Lactate is oxidized outside of the mitochondrial matrix in rodent brain

The nature and existence of mitochondrial lactate oxidation is debated in the literature. Obscuring the issue are disparate findings in isolated mitochondria, as well as relatively low rates of lactate oxidation observed in permeabilized muscle fibres. However, respiration with lactate has yet to be directly assessed in brain tissue with the mitochondrial reticulum intact. To determine if lactate is oxidized in the matrix of brain mitochondria, oxygen consumption was measured in saponin-permeabilized mouse brain cortex samples, and rat prefrontal cortex and hippocampus (dorsal) subregions.
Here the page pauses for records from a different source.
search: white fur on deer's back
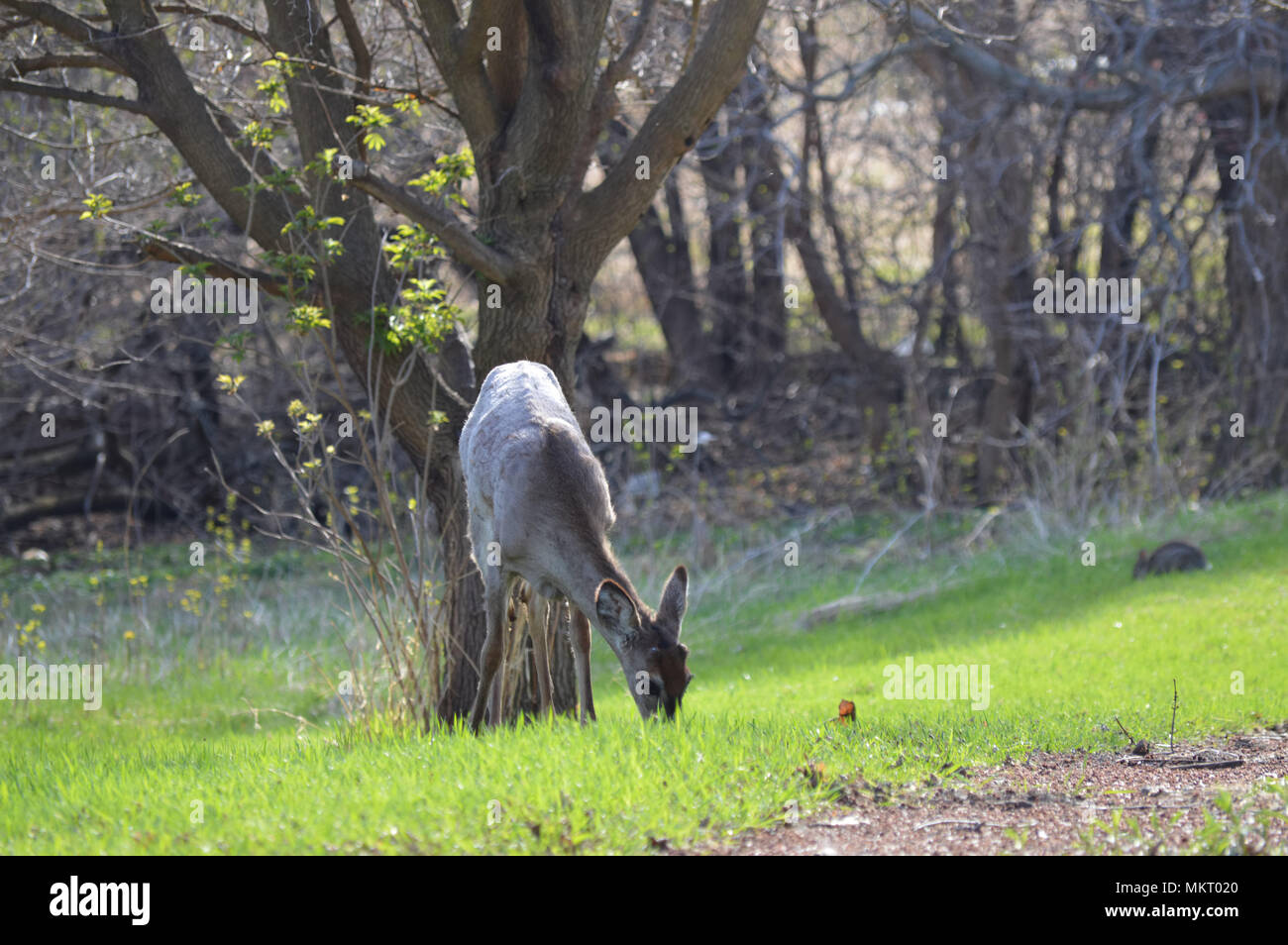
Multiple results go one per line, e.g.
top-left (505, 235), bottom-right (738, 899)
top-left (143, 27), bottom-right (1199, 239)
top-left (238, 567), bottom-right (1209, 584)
top-left (460, 361), bottom-right (623, 614)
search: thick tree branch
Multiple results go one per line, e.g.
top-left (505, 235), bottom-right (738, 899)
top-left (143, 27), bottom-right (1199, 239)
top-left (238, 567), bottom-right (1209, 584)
top-left (353, 160), bottom-right (514, 283)
top-left (416, 0), bottom-right (499, 148)
top-left (572, 0), bottom-right (768, 259)
top-left (335, 0), bottom-right (371, 93)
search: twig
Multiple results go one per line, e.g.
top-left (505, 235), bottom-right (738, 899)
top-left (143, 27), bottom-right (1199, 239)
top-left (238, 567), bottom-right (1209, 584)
top-left (1167, 679), bottom-right (1180, 755)
top-left (913, 820), bottom-right (1037, 830)
top-left (1115, 716), bottom-right (1136, 744)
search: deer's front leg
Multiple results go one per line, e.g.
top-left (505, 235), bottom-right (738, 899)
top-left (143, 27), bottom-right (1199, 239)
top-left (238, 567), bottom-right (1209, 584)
top-left (568, 604), bottom-right (595, 725)
top-left (528, 600), bottom-right (563, 714)
top-left (471, 576), bottom-right (509, 733)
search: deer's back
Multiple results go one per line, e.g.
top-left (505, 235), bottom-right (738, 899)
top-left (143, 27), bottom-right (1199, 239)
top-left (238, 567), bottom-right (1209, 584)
top-left (460, 361), bottom-right (613, 563)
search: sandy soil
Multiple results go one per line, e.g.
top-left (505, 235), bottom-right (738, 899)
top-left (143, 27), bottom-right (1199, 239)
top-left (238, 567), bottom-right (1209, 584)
top-left (684, 726), bottom-right (1288, 856)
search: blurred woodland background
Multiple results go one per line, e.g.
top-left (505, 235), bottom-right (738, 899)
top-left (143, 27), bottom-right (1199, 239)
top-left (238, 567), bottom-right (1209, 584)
top-left (0, 0), bottom-right (1288, 713)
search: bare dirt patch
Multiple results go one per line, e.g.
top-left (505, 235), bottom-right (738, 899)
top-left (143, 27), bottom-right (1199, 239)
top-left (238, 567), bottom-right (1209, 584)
top-left (687, 726), bottom-right (1288, 856)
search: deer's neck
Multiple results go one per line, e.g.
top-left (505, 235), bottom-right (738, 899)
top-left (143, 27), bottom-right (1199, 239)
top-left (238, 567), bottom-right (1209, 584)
top-left (568, 542), bottom-right (644, 624)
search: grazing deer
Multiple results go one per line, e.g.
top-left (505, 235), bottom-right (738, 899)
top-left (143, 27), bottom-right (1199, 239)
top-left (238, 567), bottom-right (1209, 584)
top-left (460, 361), bottom-right (692, 731)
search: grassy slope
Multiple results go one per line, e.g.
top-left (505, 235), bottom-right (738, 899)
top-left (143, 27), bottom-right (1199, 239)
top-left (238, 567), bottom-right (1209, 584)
top-left (0, 494), bottom-right (1288, 854)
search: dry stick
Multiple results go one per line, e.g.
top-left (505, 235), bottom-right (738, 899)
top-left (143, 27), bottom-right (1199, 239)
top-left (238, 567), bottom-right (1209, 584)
top-left (913, 820), bottom-right (1037, 830)
top-left (1167, 679), bottom-right (1180, 755)
top-left (1115, 716), bottom-right (1136, 744)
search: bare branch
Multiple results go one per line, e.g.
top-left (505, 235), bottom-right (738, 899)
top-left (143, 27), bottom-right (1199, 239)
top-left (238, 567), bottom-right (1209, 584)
top-left (335, 0), bottom-right (371, 91)
top-left (353, 160), bottom-right (514, 283)
top-left (7, 52), bottom-right (128, 76)
top-left (575, 0), bottom-right (768, 264)
top-left (0, 78), bottom-right (152, 117)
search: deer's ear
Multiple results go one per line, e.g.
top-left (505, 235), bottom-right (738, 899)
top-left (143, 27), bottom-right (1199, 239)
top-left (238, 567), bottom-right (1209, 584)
top-left (595, 578), bottom-right (640, 637)
top-left (657, 564), bottom-right (690, 631)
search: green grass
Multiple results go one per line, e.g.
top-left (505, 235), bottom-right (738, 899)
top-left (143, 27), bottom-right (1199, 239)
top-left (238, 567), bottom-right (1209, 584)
top-left (0, 494), bottom-right (1288, 854)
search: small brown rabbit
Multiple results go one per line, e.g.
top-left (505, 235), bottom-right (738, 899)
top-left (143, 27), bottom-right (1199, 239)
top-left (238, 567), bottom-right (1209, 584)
top-left (1130, 542), bottom-right (1212, 578)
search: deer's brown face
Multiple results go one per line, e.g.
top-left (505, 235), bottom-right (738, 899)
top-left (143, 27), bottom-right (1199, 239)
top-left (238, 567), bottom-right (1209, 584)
top-left (595, 567), bottom-right (693, 718)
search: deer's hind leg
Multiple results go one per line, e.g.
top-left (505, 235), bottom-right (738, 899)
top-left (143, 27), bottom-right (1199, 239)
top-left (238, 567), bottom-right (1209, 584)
top-left (471, 568), bottom-right (512, 733)
top-left (568, 604), bottom-right (595, 725)
top-left (528, 597), bottom-right (563, 714)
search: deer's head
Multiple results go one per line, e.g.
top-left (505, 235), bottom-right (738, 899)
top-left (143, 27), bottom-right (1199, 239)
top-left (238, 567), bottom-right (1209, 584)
top-left (595, 566), bottom-right (693, 718)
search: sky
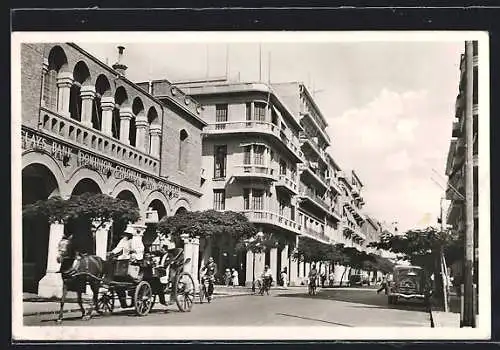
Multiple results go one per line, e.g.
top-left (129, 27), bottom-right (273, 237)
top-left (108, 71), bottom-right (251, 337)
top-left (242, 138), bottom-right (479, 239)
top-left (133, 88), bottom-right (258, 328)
top-left (77, 41), bottom-right (464, 231)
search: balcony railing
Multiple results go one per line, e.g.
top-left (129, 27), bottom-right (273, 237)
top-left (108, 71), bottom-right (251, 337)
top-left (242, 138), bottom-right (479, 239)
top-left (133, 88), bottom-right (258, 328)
top-left (298, 160), bottom-right (329, 188)
top-left (234, 164), bottom-right (278, 181)
top-left (299, 186), bottom-right (329, 212)
top-left (243, 210), bottom-right (301, 233)
top-left (275, 174), bottom-right (299, 194)
top-left (40, 107), bottom-right (159, 174)
top-left (203, 120), bottom-right (302, 159)
top-left (304, 226), bottom-right (330, 242)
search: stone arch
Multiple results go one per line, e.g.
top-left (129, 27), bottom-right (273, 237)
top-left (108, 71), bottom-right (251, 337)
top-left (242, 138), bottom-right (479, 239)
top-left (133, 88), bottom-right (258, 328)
top-left (22, 151), bottom-right (69, 198)
top-left (173, 198), bottom-right (191, 214)
top-left (21, 157), bottom-right (63, 293)
top-left (148, 106), bottom-right (160, 125)
top-left (144, 191), bottom-right (171, 219)
top-left (48, 45), bottom-right (69, 72)
top-left (73, 61), bottom-right (92, 86)
top-left (110, 180), bottom-right (144, 213)
top-left (67, 167), bottom-right (106, 193)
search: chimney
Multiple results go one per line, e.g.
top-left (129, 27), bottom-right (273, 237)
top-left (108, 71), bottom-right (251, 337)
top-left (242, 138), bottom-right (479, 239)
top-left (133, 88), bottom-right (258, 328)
top-left (112, 46), bottom-right (128, 75)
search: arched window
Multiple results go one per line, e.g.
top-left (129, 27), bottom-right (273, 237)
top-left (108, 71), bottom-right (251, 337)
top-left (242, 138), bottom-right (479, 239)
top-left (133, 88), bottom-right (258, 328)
top-left (129, 97), bottom-right (144, 147)
top-left (42, 46), bottom-right (68, 111)
top-left (92, 74), bottom-right (111, 130)
top-left (69, 61), bottom-right (90, 121)
top-left (179, 129), bottom-right (188, 171)
top-left (111, 86), bottom-right (128, 140)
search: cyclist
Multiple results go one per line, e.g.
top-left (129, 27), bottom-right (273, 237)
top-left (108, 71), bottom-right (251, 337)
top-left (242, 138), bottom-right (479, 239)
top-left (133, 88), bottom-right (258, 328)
top-left (309, 264), bottom-right (318, 293)
top-left (260, 265), bottom-right (273, 295)
top-left (200, 257), bottom-right (217, 300)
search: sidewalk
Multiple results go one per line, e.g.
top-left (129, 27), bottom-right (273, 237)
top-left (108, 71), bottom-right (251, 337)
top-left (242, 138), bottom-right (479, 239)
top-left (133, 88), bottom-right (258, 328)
top-left (23, 286), bottom-right (254, 316)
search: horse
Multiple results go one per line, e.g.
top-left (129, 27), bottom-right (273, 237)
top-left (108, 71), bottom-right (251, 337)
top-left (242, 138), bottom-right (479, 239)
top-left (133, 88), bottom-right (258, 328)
top-left (56, 235), bottom-right (104, 323)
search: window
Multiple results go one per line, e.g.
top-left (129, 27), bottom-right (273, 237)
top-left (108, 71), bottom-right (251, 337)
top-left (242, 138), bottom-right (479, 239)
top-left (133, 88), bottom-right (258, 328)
top-left (253, 102), bottom-right (266, 122)
top-left (253, 145), bottom-right (265, 165)
top-left (243, 188), bottom-right (264, 210)
top-left (215, 104), bottom-right (227, 129)
top-left (214, 190), bottom-right (226, 210)
top-left (178, 129), bottom-right (188, 171)
top-left (252, 189), bottom-right (264, 210)
top-left (243, 188), bottom-right (250, 210)
top-left (214, 145), bottom-right (227, 179)
top-left (280, 159), bottom-right (286, 175)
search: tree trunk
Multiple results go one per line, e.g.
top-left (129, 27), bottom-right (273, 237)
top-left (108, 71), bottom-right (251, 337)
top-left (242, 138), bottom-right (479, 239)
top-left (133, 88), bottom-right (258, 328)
top-left (339, 267), bottom-right (351, 287)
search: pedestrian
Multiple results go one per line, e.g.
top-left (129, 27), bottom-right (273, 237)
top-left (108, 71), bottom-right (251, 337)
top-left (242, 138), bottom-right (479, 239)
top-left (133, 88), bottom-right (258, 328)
top-left (280, 267), bottom-right (288, 288)
top-left (224, 268), bottom-right (232, 287)
top-left (377, 275), bottom-right (387, 294)
top-left (231, 269), bottom-right (240, 287)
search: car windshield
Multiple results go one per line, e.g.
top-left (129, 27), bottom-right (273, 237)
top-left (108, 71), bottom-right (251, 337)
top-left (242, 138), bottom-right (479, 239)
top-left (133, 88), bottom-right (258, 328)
top-left (398, 268), bottom-right (422, 277)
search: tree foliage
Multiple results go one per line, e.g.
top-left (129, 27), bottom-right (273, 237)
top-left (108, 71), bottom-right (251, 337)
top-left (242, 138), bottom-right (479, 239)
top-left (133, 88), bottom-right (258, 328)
top-left (23, 193), bottom-right (140, 232)
top-left (158, 210), bottom-right (257, 242)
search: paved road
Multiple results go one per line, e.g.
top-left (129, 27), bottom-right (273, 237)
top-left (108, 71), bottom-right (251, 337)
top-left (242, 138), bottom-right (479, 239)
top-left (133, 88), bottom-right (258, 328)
top-left (24, 288), bottom-right (430, 327)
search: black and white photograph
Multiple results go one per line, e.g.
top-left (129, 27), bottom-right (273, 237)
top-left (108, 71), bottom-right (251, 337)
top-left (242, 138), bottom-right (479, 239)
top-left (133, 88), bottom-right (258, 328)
top-left (11, 31), bottom-right (491, 341)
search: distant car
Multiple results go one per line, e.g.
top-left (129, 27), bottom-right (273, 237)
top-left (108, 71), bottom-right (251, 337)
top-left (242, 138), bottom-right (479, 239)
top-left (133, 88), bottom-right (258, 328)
top-left (387, 265), bottom-right (431, 304)
top-left (349, 274), bottom-right (370, 286)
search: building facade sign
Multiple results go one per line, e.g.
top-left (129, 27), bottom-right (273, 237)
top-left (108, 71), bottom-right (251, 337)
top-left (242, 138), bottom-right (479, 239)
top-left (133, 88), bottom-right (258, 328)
top-left (21, 130), bottom-right (180, 199)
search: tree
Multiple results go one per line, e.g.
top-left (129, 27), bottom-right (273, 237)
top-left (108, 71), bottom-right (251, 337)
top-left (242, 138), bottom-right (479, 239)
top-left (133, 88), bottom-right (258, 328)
top-left (369, 227), bottom-right (463, 297)
top-left (158, 210), bottom-right (257, 242)
top-left (23, 193), bottom-right (140, 253)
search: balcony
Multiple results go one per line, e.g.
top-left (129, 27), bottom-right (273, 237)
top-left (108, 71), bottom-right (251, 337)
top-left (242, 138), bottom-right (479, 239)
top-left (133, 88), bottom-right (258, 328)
top-left (299, 131), bottom-right (328, 164)
top-left (302, 226), bottom-right (330, 243)
top-left (40, 107), bottom-right (159, 175)
top-left (243, 210), bottom-right (301, 234)
top-left (451, 122), bottom-right (461, 137)
top-left (299, 187), bottom-right (329, 213)
top-left (344, 201), bottom-right (365, 223)
top-left (233, 164), bottom-right (278, 181)
top-left (203, 120), bottom-right (303, 162)
top-left (275, 174), bottom-right (299, 195)
top-left (298, 160), bottom-right (329, 189)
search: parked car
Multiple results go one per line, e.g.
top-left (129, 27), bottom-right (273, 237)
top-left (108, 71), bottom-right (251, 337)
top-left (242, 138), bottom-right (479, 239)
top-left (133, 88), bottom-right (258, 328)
top-left (349, 274), bottom-right (370, 286)
top-left (387, 265), bottom-right (432, 304)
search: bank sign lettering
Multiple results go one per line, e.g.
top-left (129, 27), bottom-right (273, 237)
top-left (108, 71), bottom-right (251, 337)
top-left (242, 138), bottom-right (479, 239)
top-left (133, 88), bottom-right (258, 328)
top-left (21, 130), bottom-right (180, 198)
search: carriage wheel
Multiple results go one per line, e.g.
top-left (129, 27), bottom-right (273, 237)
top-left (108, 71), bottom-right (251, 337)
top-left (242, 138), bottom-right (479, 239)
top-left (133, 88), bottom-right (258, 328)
top-left (174, 272), bottom-right (194, 312)
top-left (97, 289), bottom-right (115, 315)
top-left (134, 281), bottom-right (153, 316)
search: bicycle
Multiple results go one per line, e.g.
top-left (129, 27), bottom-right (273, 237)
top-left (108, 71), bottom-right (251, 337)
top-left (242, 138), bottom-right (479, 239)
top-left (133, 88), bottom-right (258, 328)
top-left (307, 278), bottom-right (317, 295)
top-left (200, 276), bottom-right (214, 304)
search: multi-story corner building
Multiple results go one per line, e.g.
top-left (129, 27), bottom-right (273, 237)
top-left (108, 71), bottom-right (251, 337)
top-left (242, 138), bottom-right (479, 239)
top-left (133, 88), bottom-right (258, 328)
top-left (446, 41), bottom-right (479, 283)
top-left (172, 80), bottom-right (303, 284)
top-left (21, 43), bottom-right (205, 296)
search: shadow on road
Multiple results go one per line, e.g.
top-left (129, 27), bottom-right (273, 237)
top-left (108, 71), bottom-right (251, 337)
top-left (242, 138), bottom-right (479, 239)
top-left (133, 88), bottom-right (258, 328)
top-left (276, 290), bottom-right (428, 312)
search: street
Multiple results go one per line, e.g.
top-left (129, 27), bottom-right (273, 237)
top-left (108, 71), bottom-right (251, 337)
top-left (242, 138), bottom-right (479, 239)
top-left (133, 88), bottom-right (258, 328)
top-left (24, 288), bottom-right (430, 327)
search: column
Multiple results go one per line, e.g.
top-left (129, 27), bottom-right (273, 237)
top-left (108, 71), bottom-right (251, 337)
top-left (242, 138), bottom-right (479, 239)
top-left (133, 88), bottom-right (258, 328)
top-left (101, 96), bottom-right (115, 136)
top-left (38, 223), bottom-right (64, 298)
top-left (80, 86), bottom-right (95, 128)
top-left (298, 261), bottom-right (304, 285)
top-left (120, 107), bottom-right (134, 145)
top-left (149, 125), bottom-right (161, 158)
top-left (269, 248), bottom-right (278, 286)
top-left (288, 259), bottom-right (300, 286)
top-left (57, 72), bottom-right (73, 118)
top-left (135, 116), bottom-right (148, 152)
top-left (40, 58), bottom-right (49, 107)
top-left (245, 250), bottom-right (254, 287)
top-left (279, 244), bottom-right (290, 283)
top-left (95, 222), bottom-right (111, 260)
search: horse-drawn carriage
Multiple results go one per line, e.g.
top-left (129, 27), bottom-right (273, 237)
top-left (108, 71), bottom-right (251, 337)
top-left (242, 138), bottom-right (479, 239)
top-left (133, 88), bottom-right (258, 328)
top-left (97, 249), bottom-right (195, 316)
top-left (57, 238), bottom-right (195, 322)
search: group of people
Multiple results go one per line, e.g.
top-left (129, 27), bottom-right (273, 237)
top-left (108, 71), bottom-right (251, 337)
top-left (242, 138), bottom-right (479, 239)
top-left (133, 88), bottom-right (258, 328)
top-left (224, 268), bottom-right (240, 287)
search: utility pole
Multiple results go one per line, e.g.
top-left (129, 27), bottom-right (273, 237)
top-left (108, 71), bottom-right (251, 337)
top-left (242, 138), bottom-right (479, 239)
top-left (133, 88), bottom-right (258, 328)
top-left (460, 41), bottom-right (476, 328)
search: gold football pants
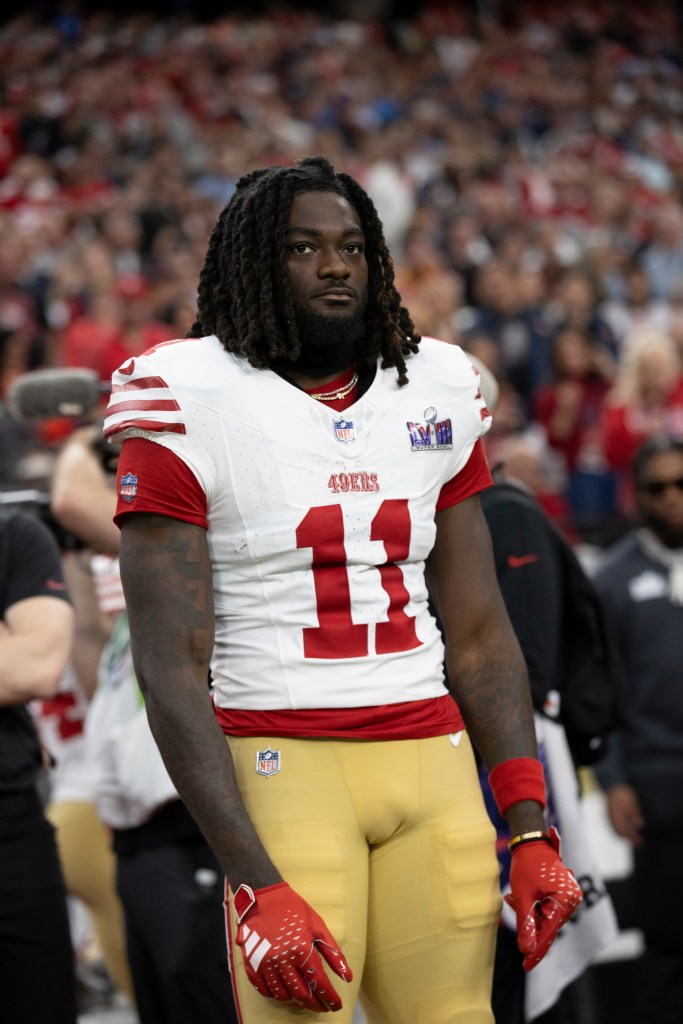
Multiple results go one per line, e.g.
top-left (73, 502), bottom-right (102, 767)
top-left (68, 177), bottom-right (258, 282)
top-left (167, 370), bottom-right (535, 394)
top-left (227, 733), bottom-right (501, 1024)
top-left (47, 801), bottom-right (135, 1001)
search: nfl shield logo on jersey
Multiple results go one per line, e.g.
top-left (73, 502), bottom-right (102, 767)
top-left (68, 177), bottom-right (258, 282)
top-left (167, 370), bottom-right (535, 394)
top-left (256, 746), bottom-right (280, 778)
top-left (332, 419), bottom-right (355, 444)
top-left (119, 473), bottom-right (137, 503)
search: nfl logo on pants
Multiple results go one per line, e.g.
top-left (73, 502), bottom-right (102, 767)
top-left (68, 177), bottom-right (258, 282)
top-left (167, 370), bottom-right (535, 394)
top-left (256, 746), bottom-right (280, 778)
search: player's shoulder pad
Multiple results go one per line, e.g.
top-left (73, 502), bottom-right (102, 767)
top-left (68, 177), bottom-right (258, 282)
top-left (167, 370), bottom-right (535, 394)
top-left (103, 336), bottom-right (230, 441)
top-left (417, 338), bottom-right (480, 392)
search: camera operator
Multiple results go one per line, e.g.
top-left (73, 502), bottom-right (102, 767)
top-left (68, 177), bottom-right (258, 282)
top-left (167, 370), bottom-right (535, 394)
top-left (50, 417), bottom-right (237, 1024)
top-left (0, 499), bottom-right (77, 1024)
While respiration in the presence of ADP and malate increased with the addition of lactate, respiration was maximized following the addition of exogenous NAD+, suggesting maximal lactate metabolism involves extra-matrix lactate dehydrogenase. This was further supported when NAD+-dependent lactate oxidation was significantly decreased with the addition of either low-concentration α-cyano-4-hydroxycinnamate or UK-5099, inhibitors of mitochondrial pyruvate transport. Mitochondrial respiration was comparable between glutamate, pyruvate, and NAD+-dependent lactate oxidation. Results from the current study demonstrate that permeabilized brain is a feasible model for assessing lactate oxidation, and support the interpretation that lactate oxidation occurs outside the mitochondrial matrix in rodent brain.